Changes the filter pushDown optimizer to not push down past projections of the same element if we reasonable expect that computing that element is likely to be expensive.

This is a slightly complex alternative to #45802 which also moves parts of projections down so that the filters can move further down.

An expression can indicate if it is too expensive to be worth the potential savings of being double evaluated as a result of pushdown (by default we do this for all UDFs).

Future Work / What else remains to do?

Right now if a cond is expensive and it references something in the projection we don't push-down. We could probably do better and gate this on if the thing we are reference is expensive rather than the condition it's self.
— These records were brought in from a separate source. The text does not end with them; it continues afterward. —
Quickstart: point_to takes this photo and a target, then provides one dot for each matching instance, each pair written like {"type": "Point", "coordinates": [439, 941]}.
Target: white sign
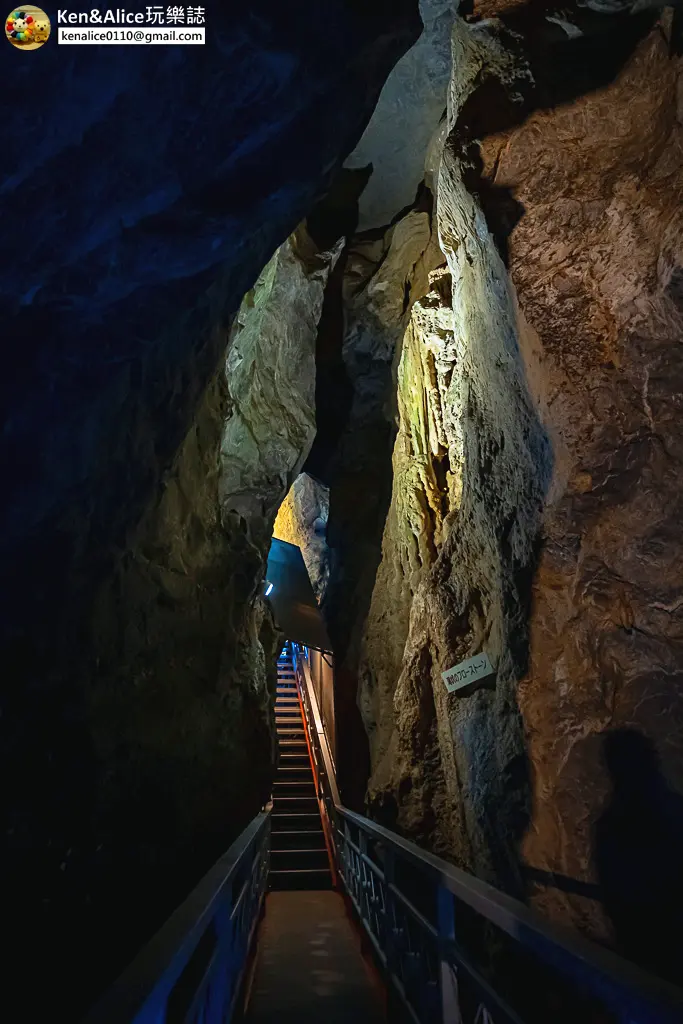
{"type": "Point", "coordinates": [467, 673]}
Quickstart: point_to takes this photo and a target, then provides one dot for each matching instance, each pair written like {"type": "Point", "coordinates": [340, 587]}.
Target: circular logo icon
{"type": "Point", "coordinates": [28, 28]}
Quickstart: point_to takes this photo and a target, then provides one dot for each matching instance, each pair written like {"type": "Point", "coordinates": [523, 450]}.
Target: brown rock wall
{"type": "Point", "coordinates": [537, 500]}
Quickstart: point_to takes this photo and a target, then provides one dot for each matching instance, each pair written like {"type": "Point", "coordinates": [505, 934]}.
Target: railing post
{"type": "Point", "coordinates": [390, 919]}
{"type": "Point", "coordinates": [445, 914]}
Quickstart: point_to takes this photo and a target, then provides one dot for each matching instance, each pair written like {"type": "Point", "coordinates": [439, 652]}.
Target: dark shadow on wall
{"type": "Point", "coordinates": [639, 856]}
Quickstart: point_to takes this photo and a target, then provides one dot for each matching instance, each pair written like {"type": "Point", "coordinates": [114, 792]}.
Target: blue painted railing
{"type": "Point", "coordinates": [424, 948]}
{"type": "Point", "coordinates": [193, 970]}
{"type": "Point", "coordinates": [414, 908]}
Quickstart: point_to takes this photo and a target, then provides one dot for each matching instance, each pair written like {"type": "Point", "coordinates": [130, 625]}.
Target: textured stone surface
{"type": "Point", "coordinates": [302, 519]}
{"type": "Point", "coordinates": [381, 281]}
{"type": "Point", "coordinates": [409, 111]}
{"type": "Point", "coordinates": [537, 474]}
{"type": "Point", "coordinates": [270, 370]}
{"type": "Point", "coordinates": [160, 184]}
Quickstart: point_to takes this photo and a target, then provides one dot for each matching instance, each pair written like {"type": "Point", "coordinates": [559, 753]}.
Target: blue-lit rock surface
{"type": "Point", "coordinates": [143, 194]}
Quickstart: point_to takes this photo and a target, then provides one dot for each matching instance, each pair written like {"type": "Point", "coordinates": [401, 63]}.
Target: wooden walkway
{"type": "Point", "coordinates": [309, 969]}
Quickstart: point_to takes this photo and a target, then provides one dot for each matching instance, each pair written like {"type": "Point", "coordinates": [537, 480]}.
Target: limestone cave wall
{"type": "Point", "coordinates": [534, 409]}
{"type": "Point", "coordinates": [135, 736]}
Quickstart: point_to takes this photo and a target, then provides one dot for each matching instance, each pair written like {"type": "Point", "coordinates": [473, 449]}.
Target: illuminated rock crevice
{"type": "Point", "coordinates": [536, 470]}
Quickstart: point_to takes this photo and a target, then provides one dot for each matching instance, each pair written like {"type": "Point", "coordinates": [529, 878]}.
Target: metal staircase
{"type": "Point", "coordinates": [418, 912]}
{"type": "Point", "coordinates": [298, 852]}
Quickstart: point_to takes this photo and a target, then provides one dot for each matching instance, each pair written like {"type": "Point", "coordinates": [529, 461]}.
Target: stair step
{"type": "Point", "coordinates": [299, 859]}
{"type": "Point", "coordinates": [295, 773]}
{"type": "Point", "coordinates": [306, 839]}
{"type": "Point", "coordinates": [290, 788]}
{"type": "Point", "coordinates": [298, 805]}
{"type": "Point", "coordinates": [307, 879]}
{"type": "Point", "coordinates": [295, 821]}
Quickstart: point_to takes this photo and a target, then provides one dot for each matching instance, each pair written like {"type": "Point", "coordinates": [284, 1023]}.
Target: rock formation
{"type": "Point", "coordinates": [135, 714]}
{"type": "Point", "coordinates": [302, 519]}
{"type": "Point", "coordinates": [536, 466]}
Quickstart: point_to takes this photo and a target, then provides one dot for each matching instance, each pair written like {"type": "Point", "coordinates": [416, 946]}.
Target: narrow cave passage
{"type": "Point", "coordinates": [341, 627]}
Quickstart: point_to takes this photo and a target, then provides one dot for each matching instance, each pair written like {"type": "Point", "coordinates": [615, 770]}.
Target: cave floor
{"type": "Point", "coordinates": [309, 967]}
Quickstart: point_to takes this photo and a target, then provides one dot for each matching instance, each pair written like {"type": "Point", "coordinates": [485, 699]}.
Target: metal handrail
{"type": "Point", "coordinates": [635, 996]}
{"type": "Point", "coordinates": [193, 969]}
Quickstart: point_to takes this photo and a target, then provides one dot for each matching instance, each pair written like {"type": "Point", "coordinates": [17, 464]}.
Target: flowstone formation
{"type": "Point", "coordinates": [536, 481]}
{"type": "Point", "coordinates": [302, 519]}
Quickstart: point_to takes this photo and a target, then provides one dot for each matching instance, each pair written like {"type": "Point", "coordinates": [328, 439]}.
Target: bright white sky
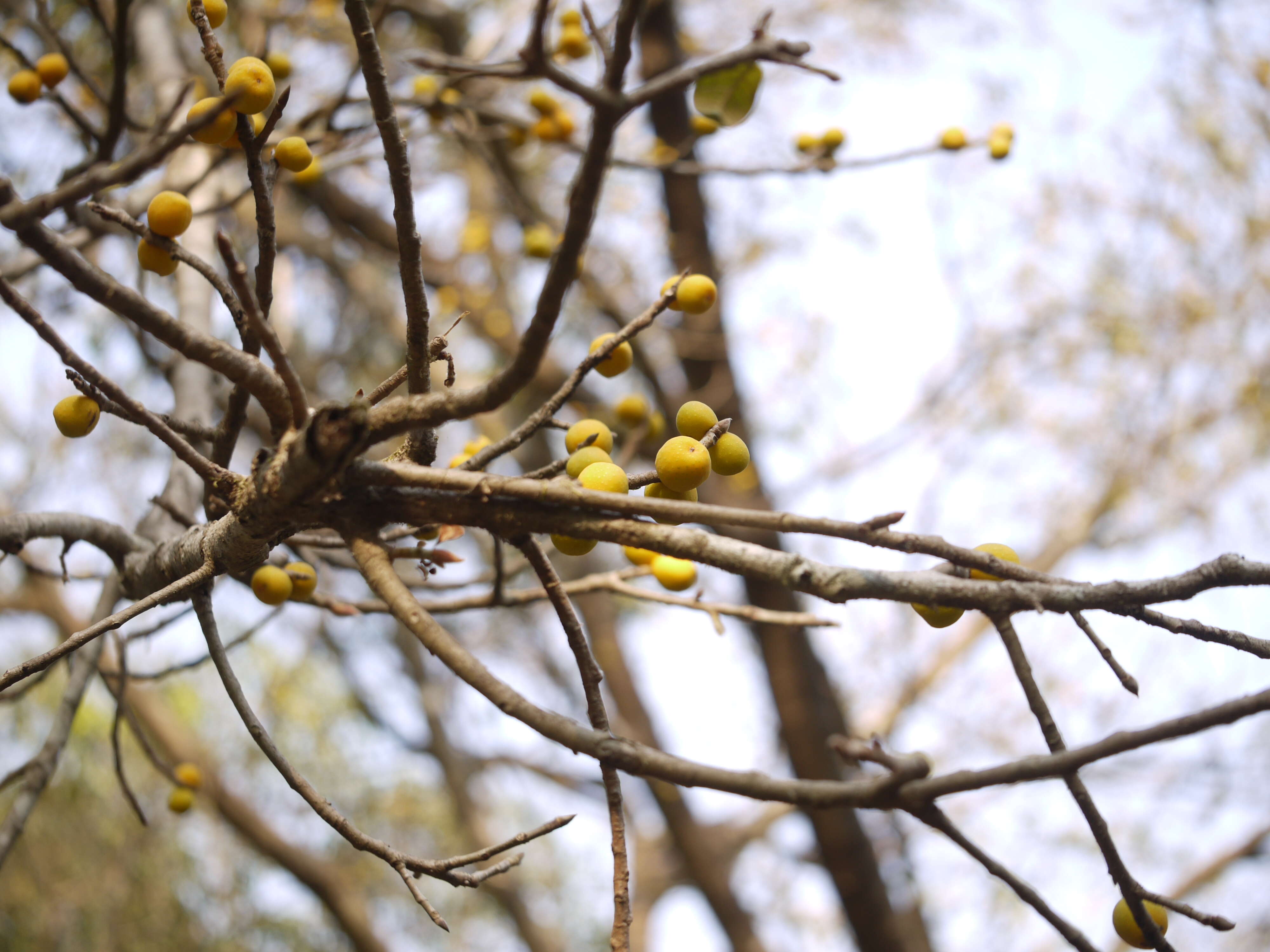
{"type": "Point", "coordinates": [835, 332]}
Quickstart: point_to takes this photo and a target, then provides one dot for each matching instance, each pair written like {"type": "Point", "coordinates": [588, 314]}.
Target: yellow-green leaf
{"type": "Point", "coordinates": [728, 96]}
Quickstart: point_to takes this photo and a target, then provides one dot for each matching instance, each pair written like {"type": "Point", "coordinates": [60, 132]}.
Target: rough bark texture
{"type": "Point", "coordinates": [806, 701]}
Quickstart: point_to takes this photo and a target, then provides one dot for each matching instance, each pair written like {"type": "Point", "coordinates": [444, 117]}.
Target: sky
{"type": "Point", "coordinates": [846, 281]}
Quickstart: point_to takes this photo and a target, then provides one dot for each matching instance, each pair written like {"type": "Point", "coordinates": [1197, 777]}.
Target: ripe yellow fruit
{"type": "Point", "coordinates": [312, 176]}
{"type": "Point", "coordinates": [304, 581]}
{"type": "Point", "coordinates": [807, 143]}
{"type": "Point", "coordinates": [656, 425]}
{"type": "Point", "coordinates": [257, 128]}
{"type": "Point", "coordinates": [675, 574]}
{"type": "Point", "coordinates": [271, 585]}
{"type": "Point", "coordinates": [567, 545]}
{"type": "Point", "coordinates": [565, 125]}
{"type": "Point", "coordinates": [77, 416]}
{"type": "Point", "coordinates": [584, 459]}
{"type": "Point", "coordinates": [426, 87]}
{"type": "Point", "coordinates": [279, 64]}
{"type": "Point", "coordinates": [189, 776]}
{"type": "Point", "coordinates": [557, 128]}
{"type": "Point", "coordinates": [53, 69]}
{"type": "Point", "coordinates": [224, 126]}
{"type": "Point", "coordinates": [730, 455]}
{"type": "Point", "coordinates": [25, 87]}
{"type": "Point", "coordinates": [605, 478]}
{"type": "Point", "coordinates": [544, 103]}
{"type": "Point", "coordinates": [576, 435]}
{"type": "Point", "coordinates": [170, 214]}
{"type": "Point", "coordinates": [1004, 553]}
{"type": "Point", "coordinates": [632, 411]}
{"type": "Point", "coordinates": [683, 464]}
{"type": "Point", "coordinates": [156, 260]}
{"type": "Point", "coordinates": [573, 43]}
{"type": "Point", "coordinates": [695, 420]}
{"type": "Point", "coordinates": [252, 83]}
{"type": "Point", "coordinates": [618, 362]}
{"type": "Point", "coordinates": [695, 295]}
{"type": "Point", "coordinates": [539, 242]}
{"type": "Point", "coordinates": [293, 154]}
{"type": "Point", "coordinates": [938, 616]}
{"type": "Point", "coordinates": [217, 12]}
{"type": "Point", "coordinates": [1127, 927]}
{"type": "Point", "coordinates": [953, 139]}
{"type": "Point", "coordinates": [656, 491]}
{"type": "Point", "coordinates": [704, 125]}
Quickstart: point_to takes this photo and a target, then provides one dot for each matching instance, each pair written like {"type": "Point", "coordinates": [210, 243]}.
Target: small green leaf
{"type": "Point", "coordinates": [728, 96]}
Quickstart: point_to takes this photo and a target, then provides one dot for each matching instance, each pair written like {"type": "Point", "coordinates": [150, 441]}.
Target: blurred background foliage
{"type": "Point", "coordinates": [1066, 351]}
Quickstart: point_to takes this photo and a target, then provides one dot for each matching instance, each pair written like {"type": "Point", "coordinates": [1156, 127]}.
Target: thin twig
{"type": "Point", "coordinates": [1127, 680]}
{"type": "Point", "coordinates": [422, 445]}
{"type": "Point", "coordinates": [121, 653]}
{"type": "Point", "coordinates": [599, 718]}
{"type": "Point", "coordinates": [935, 818]}
{"type": "Point", "coordinates": [548, 411]}
{"type": "Point", "coordinates": [215, 475]}
{"type": "Point", "coordinates": [1130, 887]}
{"type": "Point", "coordinates": [82, 638]}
We could do this as a follow up item or as part of this PR.

Why are the changes needed?

Currently Spark may double compute expensive operations (like json parsing, UDF eval, etc.) as a result of filter pushdown past projections.

Does this PR introduce any user-facing change?

SQL optimizer change may impact some user queries, results should be the same and hopefully a little faster.

How was this patch tested?

New tests were added to the FilterPushDownSuite, and the initial problem of double evaluation was confirmed with a github gist

Was this patch authored or co-authored using generative AI tooling?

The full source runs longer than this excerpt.